Inclusion of consultancy services under Construction PEs, foreign firms engaged in construction activities in the country, is likely to impact the real estate sector, says a PwC report.
PE (Permanent Establishment) is a fixed place of business which generally gives rise to income or value-added tax liability in a particular jurisdiction.
As per the report, tax-related issues pertaining to Construction PEs are on the rise in relation to attribution of profits from offshore supply and splitting of consolidated contracts.
The report mentions that though offshore supply is not taxable in India, revenue authorities may raise a question about whether offshore and onshore (PE-related) contract values have been split correctly.
India’s tax treaties provide for the constitution of a Construction PE if a foreign company undertakes activities in relation to a building or construction site, installation, assembly and connected supervisory activities, in India for a specified duration, it said.
In November 2015, the Organisation of Economic Cooperation and Development (OECD) issued its Action Plans (APs) on Base Erosion and Profit Shifting (BEPS).

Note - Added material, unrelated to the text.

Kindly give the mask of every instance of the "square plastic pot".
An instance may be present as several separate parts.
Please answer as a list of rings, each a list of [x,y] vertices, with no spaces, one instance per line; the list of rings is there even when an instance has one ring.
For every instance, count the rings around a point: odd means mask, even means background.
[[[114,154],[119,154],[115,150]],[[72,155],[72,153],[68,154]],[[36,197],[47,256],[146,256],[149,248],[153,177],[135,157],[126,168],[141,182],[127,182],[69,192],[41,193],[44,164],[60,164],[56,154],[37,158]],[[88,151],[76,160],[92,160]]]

In cognisance with one of the APs, the ‘Multilateral Convention to Implement Tax Treaty Related Measures to Prevent Base Erosion and Profit Shifting’ (MLI) was signed in Paris, France, on June7, 2017. India was one of the signatories.
The report said that according to the provisional list of India’s reservations, submitted on the MLI, it has agreed to implement the suggestions of the MLI in relation to Construction PEs.
“Inclusion of consultancy services under Construction PE and the PPT (Principal Purpose Test) is likely to affect the real estate, construction and EPC sectors in India adversely.
“Foreign companies may need to revisit their arrangements in order to ascertain the impact of these changes,” said the report.